Manufacturers appreciate that we have a new Chief Cheer Leader for our sector of the economy, but fear President Obama fails to appreciate the underlying dynamics of the wee shift of 100 MasterLock jobs back to the states.
The return of any jobs to the United States, in this case to a devastated section of Milwaukee, deserves a “You-Rah-Rah,” and it certainly got center stage attention with a mention in the State of the Union address and a presidential trip to the plant last week.
But, if this were a Harvard B-School case study, it would reveal a cruel paradox that cheers will not make go away. From the perspective of one who started working on the floor of the Peerless Chain Company in Winona, Minnesota, nearly six decades ago and has been involved in managing factories for most of time since, it is this:
The only way a U.S. manufacturer paying $20 per hour for a factory job can compete with a Chinese plant paying $2.50 per hour is to compress the labor content of the component piece going down the line. (Health costs add another $4 to $6 an hour in the states vs. zip in China.)
Look at it this way: If labor costs were 1% of final costs, labor costs wouldn’t make much difference. Because they are 15%-20%, about the norm for direct and indirect labor in a typical U.S. plant, then labor becomes a defining factor for where the work goes.
So the trick for MasterLock and other U.S. manufacturers, as they try to compete in a global economy, is to bring the labor costs as close to zero as possible. That can be done with automation – substituting capital costs for labor costs.
It can also be done with the engagement of the workers through lean disciplines. That philosophy of management engages the full talents of every worker to drive costs and waste out of the production process. It is American ingenuity at its best. It is continuous improvement to deliver better quality, service and price, which add up to value.
My job at Peerless, on the banks of the wonderful Mississippi River, was to move pallets up and down three floors via an old freight elevator and to operate a simple wire-forming machine. It was an extremely inefficient plant compared to today’s factories.
I remember indelibly the foreman saying, “Hey, kid you’re working too fast; you’re going to work yourself out of a job.” (I’m sure he came to understand the opposite as inexpensive tire chains from Korea started coming into the states.)

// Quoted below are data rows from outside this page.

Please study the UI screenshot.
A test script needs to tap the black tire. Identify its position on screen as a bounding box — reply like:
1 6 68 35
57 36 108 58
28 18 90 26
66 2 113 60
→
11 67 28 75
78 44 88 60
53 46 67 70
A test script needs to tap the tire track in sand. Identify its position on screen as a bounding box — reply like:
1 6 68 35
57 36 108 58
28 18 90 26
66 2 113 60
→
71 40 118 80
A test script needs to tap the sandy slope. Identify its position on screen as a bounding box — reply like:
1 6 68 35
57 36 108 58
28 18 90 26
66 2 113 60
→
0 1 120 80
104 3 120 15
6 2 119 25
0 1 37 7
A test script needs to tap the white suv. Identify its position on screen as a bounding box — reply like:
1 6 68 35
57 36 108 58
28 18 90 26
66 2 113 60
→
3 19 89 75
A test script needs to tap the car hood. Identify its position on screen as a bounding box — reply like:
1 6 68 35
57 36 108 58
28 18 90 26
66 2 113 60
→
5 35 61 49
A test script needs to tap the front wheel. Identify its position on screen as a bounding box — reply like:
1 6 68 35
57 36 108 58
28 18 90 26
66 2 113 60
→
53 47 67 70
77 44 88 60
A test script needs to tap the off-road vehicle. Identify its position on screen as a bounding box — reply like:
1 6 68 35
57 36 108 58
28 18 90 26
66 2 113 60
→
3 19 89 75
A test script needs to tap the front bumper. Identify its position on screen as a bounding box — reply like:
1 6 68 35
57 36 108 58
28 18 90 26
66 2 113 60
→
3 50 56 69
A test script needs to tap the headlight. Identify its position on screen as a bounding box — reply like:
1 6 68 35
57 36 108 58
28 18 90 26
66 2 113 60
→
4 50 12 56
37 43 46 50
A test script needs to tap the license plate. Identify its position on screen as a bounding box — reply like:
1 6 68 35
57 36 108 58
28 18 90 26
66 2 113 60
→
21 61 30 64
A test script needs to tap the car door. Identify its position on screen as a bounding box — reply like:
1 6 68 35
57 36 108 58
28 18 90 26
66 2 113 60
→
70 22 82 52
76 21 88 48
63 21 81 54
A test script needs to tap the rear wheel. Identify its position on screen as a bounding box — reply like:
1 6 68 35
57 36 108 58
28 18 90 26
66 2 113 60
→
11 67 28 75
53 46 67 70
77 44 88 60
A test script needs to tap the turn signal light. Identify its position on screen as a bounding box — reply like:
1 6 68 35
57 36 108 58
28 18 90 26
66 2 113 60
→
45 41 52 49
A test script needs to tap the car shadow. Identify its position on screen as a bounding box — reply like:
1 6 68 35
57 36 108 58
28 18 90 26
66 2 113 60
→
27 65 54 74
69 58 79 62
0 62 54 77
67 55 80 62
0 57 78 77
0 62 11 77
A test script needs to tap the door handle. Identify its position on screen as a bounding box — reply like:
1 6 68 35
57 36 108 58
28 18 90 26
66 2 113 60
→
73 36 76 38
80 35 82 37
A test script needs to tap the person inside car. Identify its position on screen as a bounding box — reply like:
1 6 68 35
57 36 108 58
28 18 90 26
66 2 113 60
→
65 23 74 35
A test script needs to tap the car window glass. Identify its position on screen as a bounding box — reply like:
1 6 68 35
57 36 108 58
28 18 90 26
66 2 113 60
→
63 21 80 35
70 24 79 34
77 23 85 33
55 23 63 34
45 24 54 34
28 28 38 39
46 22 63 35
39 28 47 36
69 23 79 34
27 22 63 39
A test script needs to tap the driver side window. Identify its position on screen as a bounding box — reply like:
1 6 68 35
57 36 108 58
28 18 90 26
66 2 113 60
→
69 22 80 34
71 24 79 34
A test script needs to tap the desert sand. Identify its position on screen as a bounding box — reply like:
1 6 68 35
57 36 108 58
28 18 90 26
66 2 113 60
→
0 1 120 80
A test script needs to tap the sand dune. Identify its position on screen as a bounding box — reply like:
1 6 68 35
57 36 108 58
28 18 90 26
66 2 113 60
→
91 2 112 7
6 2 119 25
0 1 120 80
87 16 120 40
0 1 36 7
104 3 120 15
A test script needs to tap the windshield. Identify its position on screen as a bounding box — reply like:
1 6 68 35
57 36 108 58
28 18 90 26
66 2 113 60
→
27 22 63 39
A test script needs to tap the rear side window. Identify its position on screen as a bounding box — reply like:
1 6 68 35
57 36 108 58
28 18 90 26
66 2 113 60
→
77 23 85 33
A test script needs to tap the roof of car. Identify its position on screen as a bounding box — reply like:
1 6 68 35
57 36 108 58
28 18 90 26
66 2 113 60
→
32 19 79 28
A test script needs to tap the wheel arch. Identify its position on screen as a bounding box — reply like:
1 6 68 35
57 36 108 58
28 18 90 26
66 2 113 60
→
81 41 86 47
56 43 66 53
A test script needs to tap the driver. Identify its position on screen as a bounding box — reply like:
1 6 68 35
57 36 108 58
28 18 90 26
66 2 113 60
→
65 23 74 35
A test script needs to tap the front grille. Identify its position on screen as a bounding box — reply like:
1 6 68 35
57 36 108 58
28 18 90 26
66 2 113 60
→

But, unfortunately, when full worker engagement and automation are combined, the number of jobs required to produce a product goes down. Production and productivity rise, but employment falls.
That Catch 22 explains why the percentage of American workers in manufacturing has dropped to 9%.
For historical perspective, one-third of American workers were employed in manufacturing 50 years ago.
For another perspective, agriculture employed 50% of the U.S. population early in the last century. Today, American farmers feed this country and big parts of the world with 1½% of our people.
American farmers, aided by American manufacturers of fantastic equipment and agronomists, got smart and got automated. Nobody, not our president, is suggesting that agriculture go back to the old days. American consumers couldn’t afford food with the old time labor content.
The same macro scenario is playing out in manufacturing, exacerbated by the intense foreign competition from countries like China, where it is national policy to build an economy through manufactured exports. Only a small percentage of Americans will be needed in manufacturing as the decades play out.
Let’s get used to the new paradigm: less than 5% of us will be producing all the food and goods we can put in our mouths and two-car garages.
Where will the rest of us be working? The service sector, of course. We are already there. What’s so wrong with a picture of 5% producing all our goods and services, so the rest of us can take care of the elderly, keep us well, educate the young, entertain us, provide public safety and plow the streets.
Maybe what the president was trying to say, but didn’t say, is that the services can’t happen without the primary producers of food and products doing their job first. They pay the way for all the rest. Early settlers took care of their livelihoods first, the farms and businesses, and then built the churches and the schools.
I scoured the press coverage of the president’s cheer leading for manufacturing, looking beyond the rah-rah to substance. What was he proposing now that he hadn’t championed in his first three years in office that would help manufacturing?
He said he would step up enforcement of fair trade laws. Great. He has kept up the heat that the Bush Administration applied to the Chinese to harden up the Yuan. Great. He talked about more attention to the theft in China of intellectual property. Needs to happen.
He needs to do all of the above without starting a trade war with China, where we all lose.
He said he would welcome a proposal to drop federal income taxes on manufacturers. His fellow Democrats control the U.S. Senate, so that should be eminently doable. The Republican House would surely pass and send such a bill to his desk.
Wisconsin has already removed its tax on manufacturers. Let’s get ‘er done. On the federal level.
At the end of the day, though, manufacturing will not provide the jobs it once did. The players know that. Cheerleaders on the sidelines will learn it.
In short, we in this country need to reinvent our economy, something we have accomplished many times. The president should ask American entrepreneurs to do so. Don’t try to figure it out from the mountaintop or the sidelines.
Just empower and cheer America’s innovators. And have faith. They will get it done from the grass roots up.